Etiquette



DP Etiquette

First rule: Don't be a jackass.

Other rules: Do not attack or insult people you disagree with. Engage with facts, logic and beliefs. Out of respect for others, please provide some sources for the facts and truths you rely on if you are asked for that. If emotion is getting out of hand, get it back in hand. To limit dehumanizing people, don't call people or whole groups of people disrespectful names, e.g., stupid, dumb or liar. Insulting people is counterproductive to rational discussion. Insult makes people angry and defensive. All points of view are welcome, right, center, left and elsewhere. Just disagree, but don't be belligerent or reject inconvenient facts, truths or defensible reasoning.

Thursday, November 4, 2021

Dissecting the 2021 elections: Messaging wars

Virginia shifted solidly to the right


“The mind is divided into parts, like a rider [controlled processes or consciousness] on an elephant [automatic processes or unconsciousness]. The rider evolved to serve the elephant. . . . . intuitions come first, strategic reasoning second. Therefore, if you want to change someone’s mind about a moral or political issue, talk to the elephant first.

Republicans understand moral psychology. Democrats don’t. Republicans have long understood that the elephant is in charge of political behavior, not the rider, and they know how elephants work. Their slogans, political commercials and speeches go straight for the gut .... Republicans don’t just aim to cause fear, as some Democrats charge.
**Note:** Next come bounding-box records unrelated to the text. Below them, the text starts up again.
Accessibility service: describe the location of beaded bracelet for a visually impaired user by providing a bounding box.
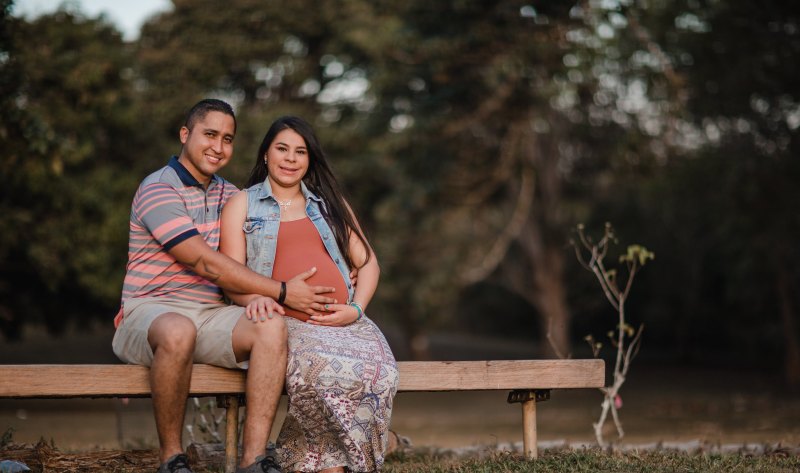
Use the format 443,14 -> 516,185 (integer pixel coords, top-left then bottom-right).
278,281 -> 286,304
348,301 -> 364,323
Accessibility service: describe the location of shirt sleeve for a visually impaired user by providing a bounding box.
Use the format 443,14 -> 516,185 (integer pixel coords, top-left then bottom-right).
133,183 -> 200,251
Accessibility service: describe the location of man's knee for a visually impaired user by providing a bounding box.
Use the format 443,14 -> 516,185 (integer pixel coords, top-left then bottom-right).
253,315 -> 287,349
147,313 -> 197,356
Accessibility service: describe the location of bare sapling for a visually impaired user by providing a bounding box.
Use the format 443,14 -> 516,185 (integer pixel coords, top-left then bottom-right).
571,223 -> 655,447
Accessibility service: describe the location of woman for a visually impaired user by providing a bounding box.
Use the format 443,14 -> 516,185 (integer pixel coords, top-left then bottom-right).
220,117 -> 398,473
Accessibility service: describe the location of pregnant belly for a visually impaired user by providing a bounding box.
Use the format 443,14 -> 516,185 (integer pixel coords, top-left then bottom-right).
273,253 -> 347,321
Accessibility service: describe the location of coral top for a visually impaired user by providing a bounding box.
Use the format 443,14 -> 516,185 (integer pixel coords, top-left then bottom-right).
272,218 -> 347,321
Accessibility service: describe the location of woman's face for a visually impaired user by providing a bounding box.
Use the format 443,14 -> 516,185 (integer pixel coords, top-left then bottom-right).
265,128 -> 309,187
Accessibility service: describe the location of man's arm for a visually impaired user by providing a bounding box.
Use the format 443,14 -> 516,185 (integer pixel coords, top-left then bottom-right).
169,235 -> 336,313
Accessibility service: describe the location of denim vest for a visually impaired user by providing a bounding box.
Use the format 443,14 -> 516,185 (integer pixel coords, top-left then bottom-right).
242,180 -> 355,302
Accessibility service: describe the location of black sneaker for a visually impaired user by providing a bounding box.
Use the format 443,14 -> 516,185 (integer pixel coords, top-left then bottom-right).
156,453 -> 194,473
236,455 -> 282,473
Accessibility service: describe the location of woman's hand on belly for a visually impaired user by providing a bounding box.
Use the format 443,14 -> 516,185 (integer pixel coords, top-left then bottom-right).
306,304 -> 358,327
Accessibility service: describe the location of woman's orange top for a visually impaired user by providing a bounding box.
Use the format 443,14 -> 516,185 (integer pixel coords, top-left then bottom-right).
272,217 -> 347,321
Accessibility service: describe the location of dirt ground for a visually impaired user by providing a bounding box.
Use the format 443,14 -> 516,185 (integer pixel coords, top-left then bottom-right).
0,324 -> 800,451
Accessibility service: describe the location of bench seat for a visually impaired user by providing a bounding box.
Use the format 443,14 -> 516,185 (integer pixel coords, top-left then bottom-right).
0,359 -> 605,472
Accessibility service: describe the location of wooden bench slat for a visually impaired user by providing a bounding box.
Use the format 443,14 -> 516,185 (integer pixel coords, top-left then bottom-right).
0,360 -> 605,398
398,360 -> 605,391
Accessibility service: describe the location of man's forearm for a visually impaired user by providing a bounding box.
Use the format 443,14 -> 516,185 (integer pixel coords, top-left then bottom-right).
170,236 -> 281,299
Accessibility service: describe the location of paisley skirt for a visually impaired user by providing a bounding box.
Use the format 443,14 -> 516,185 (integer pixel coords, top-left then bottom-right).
277,317 -> 399,472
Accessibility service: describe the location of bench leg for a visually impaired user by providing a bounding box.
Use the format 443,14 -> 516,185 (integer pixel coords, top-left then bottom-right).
222,395 -> 239,473
522,399 -> 539,458
508,389 -> 550,459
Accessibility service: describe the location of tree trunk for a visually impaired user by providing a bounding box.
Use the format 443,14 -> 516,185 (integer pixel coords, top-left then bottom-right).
776,266 -> 800,390
517,218 -> 571,358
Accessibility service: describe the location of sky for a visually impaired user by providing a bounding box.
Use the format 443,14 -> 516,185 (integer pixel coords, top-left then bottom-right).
12,0 -> 172,41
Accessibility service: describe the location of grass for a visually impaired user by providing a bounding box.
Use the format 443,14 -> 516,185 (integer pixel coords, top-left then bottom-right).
383,449 -> 800,473
0,436 -> 800,473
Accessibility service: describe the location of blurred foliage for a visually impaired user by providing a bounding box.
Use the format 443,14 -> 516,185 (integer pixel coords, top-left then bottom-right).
0,0 -> 800,382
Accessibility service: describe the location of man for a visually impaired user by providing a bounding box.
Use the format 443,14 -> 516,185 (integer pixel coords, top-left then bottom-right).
113,99 -> 335,473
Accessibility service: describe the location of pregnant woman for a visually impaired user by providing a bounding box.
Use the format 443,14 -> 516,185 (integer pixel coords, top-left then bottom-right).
220,117 -> 398,473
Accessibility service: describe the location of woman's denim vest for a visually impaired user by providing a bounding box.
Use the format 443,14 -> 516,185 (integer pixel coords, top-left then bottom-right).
242,181 -> 354,302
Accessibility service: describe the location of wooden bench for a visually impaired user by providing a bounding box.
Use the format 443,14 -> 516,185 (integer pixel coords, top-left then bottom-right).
0,359 -> 605,472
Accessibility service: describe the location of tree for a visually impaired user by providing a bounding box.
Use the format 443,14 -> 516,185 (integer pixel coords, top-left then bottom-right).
0,7 -> 138,337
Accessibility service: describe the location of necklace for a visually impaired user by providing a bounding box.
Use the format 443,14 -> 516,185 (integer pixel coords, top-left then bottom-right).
275,199 -> 292,211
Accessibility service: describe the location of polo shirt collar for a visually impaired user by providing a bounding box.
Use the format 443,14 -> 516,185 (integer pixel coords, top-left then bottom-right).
167,156 -> 217,188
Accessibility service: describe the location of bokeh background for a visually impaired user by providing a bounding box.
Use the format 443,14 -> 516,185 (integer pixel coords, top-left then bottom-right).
0,0 -> 800,450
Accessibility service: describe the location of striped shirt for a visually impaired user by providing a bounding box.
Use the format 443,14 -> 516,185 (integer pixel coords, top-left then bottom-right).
114,156 -> 238,326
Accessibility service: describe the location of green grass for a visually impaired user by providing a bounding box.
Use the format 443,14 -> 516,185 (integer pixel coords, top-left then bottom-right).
383,449 -> 800,473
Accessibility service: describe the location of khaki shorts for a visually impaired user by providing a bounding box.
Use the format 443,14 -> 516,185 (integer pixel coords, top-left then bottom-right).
111,297 -> 248,368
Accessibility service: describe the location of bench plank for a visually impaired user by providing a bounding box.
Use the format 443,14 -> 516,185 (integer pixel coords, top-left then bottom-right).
0,360 -> 605,398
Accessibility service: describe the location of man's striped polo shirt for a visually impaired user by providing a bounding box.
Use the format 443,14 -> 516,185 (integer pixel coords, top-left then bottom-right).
114,156 -> 238,326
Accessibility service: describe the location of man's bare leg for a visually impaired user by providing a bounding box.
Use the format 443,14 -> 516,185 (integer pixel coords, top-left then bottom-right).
233,315 -> 286,467
147,312 -> 197,463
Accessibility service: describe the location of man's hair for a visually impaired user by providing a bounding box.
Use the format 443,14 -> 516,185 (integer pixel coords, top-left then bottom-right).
183,99 -> 236,131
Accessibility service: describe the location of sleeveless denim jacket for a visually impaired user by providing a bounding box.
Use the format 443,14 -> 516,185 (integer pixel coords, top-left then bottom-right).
242,180 -> 355,302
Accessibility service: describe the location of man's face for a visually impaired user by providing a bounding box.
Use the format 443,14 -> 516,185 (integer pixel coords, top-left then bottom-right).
178,111 -> 235,186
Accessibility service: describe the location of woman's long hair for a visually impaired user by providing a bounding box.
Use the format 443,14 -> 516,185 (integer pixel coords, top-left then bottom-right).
245,116 -> 372,269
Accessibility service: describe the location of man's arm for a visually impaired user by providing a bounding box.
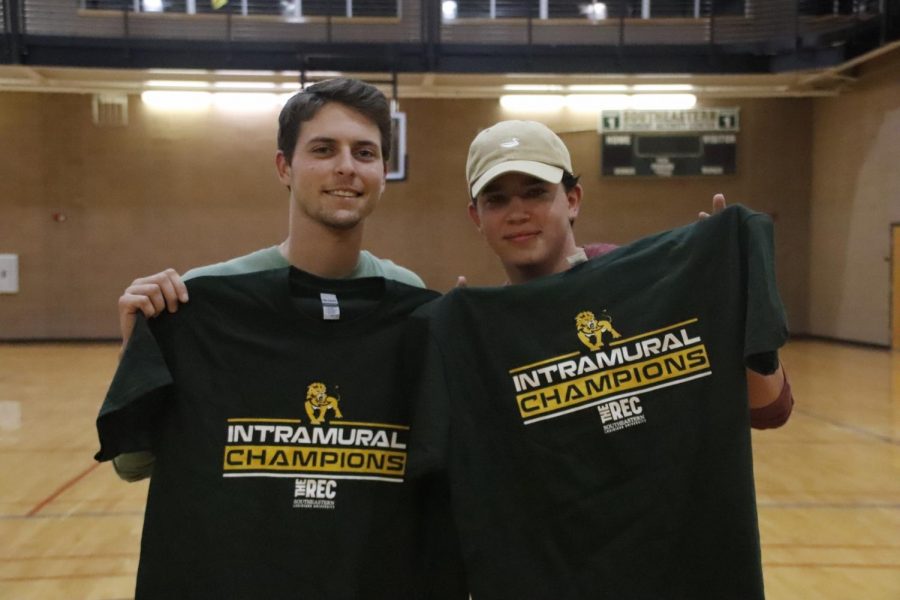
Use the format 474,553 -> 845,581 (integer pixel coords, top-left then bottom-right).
112,269 -> 188,481
747,364 -> 794,429
119,269 -> 188,352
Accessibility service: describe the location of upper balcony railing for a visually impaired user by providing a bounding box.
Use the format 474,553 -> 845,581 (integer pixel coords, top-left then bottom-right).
0,0 -> 892,68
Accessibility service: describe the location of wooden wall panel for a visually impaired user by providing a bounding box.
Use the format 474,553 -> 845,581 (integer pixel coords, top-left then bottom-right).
0,93 -> 811,339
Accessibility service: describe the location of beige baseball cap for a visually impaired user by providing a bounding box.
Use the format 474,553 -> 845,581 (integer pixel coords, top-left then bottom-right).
466,121 -> 572,198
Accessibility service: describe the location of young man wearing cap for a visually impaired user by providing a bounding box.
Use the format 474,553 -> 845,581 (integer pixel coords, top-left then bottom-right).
466,120 -> 793,429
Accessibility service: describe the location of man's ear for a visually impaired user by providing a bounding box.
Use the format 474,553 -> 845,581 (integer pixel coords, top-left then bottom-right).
566,183 -> 584,222
275,150 -> 292,189
469,202 -> 481,231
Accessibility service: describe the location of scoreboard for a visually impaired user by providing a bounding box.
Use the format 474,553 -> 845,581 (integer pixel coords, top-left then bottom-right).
598,108 -> 740,177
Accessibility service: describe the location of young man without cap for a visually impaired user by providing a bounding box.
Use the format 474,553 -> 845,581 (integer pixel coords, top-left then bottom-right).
113,78 -> 425,481
466,121 -> 793,429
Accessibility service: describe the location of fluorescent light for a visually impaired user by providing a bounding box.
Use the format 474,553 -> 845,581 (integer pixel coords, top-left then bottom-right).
213,81 -> 277,90
569,83 -> 628,92
213,92 -> 283,112
441,0 -> 457,21
631,94 -> 697,110
500,94 -> 566,112
141,92 -> 212,112
503,83 -> 562,92
214,69 -> 275,77
566,94 -> 631,112
147,79 -> 209,88
632,83 -> 694,92
578,2 -> 606,21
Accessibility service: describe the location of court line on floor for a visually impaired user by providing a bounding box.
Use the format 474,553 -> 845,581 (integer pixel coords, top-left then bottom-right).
25,462 -> 100,517
0,510 -> 144,521
756,502 -> 900,510
0,552 -> 140,562
0,573 -> 134,583
763,561 -> 900,571
794,407 -> 900,446
762,542 -> 900,550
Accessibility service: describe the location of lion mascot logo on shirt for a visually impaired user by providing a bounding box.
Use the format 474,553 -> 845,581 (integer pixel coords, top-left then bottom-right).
575,310 -> 622,350
306,382 -> 343,425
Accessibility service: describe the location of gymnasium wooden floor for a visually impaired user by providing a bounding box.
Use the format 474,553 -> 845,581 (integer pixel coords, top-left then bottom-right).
0,341 -> 900,600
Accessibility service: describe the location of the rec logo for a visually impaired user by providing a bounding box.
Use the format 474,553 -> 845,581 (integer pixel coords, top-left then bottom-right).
597,396 -> 647,433
294,479 -> 337,510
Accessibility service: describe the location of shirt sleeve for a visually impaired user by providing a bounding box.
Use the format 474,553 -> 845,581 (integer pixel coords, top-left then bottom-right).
112,451 -> 156,481
742,213 -> 788,375
407,337 -> 450,478
94,315 -> 172,468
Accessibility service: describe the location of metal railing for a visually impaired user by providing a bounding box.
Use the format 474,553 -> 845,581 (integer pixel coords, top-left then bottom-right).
0,0 -> 884,62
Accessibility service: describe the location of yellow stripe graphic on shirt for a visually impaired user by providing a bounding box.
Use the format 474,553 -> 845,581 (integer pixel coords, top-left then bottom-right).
516,345 -> 710,419
222,445 -> 406,477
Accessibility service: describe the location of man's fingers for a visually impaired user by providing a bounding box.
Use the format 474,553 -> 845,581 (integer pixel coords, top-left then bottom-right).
713,194 -> 725,214
119,283 -> 166,319
119,291 -> 165,319
125,269 -> 188,316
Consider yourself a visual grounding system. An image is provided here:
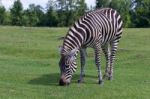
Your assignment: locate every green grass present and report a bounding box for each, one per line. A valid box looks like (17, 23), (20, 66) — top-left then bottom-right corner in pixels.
(0, 26), (150, 99)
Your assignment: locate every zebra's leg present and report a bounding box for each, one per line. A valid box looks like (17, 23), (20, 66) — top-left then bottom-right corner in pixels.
(108, 40), (119, 80)
(78, 48), (86, 83)
(102, 44), (110, 79)
(95, 46), (103, 84)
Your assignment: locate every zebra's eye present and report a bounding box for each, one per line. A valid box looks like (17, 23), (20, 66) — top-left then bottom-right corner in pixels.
(66, 65), (69, 68)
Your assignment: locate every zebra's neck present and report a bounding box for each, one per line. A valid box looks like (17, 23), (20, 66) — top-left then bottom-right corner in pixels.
(62, 24), (84, 54)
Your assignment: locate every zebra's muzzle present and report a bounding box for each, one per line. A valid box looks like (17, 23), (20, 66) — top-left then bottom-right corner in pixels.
(59, 79), (69, 86)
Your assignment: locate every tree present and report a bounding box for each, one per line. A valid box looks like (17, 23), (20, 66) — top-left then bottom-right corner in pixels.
(45, 0), (58, 27)
(10, 0), (23, 26)
(96, 0), (112, 8)
(0, 6), (6, 25)
(132, 0), (150, 27)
They trigger the full range of intuitions described by Moral Foundations Theory.”
-- psychologist Johnathan Haidt, The Righteous Mind: Why Good People are Divided by Politics and Religion, 2012


An article, Rough Night for Democrats Exposes the Party’s Weakness, in the New York Times analyzes the situation the Democrats are in. The NYT writes:
Less than a year after taking power in Washington, the party faces a grim immediate future, struggling to energize voters without a presidential foil and losing messaging wars to Republicans.

“The Democrats need to take a serious look at how we chose to engage with the Trump narrative,” said Dan Sena, a Democratic strategist who helped the party win the House in 2018. “This was an election where the Democrats did not lean into their accomplishments either in Virginia or nationally. And as we look to 2022, we’re going to have to ask some hard questions about whether that’s the right strategy.”

Perhaps most strikingly, the crushing setbacks for Democrats in heavily suburban Virginia and New Jersey hinted at a conservative-stoked backlash to the changing mores around race and identity championed by the party, as Republicans relentlessly sought to turn schools into the next front in the country’s culture wars.  
With their focus on “parental rights” — a catchall rallying cry capturing conservative outrage over mask mandates, vaccination requirements, transgender rights and how the history of racism is taught — Republicans found an issue that energized their voters, uniting the white grievance politics of the Trump base with broader anger over schooling during the pandemic.  
By promising at nearly every campaign stop to ban critical race theory, an advanced academic concept not taught in Virginia schools, Mr. Youngkin resurrected Republican race-baiting tactics in a state that once served as the capital of the Confederacy.
Critical race theory is not taught in Virginia public schools, but that was irrelevant. Voters wanted to make sure it was stamped out even though it wasn’t there at all. Once again, dark free speech clearly shows its awesome power. Once again, Republican messaging went straight to the gut and dealt a damaging blow to Democrats.


Questions: 
1. Do Democrats need to improve their messaging?

2. What else do they need to start doing or do better, e.g., start doing DINO hunts to get rid of . . . . who or what?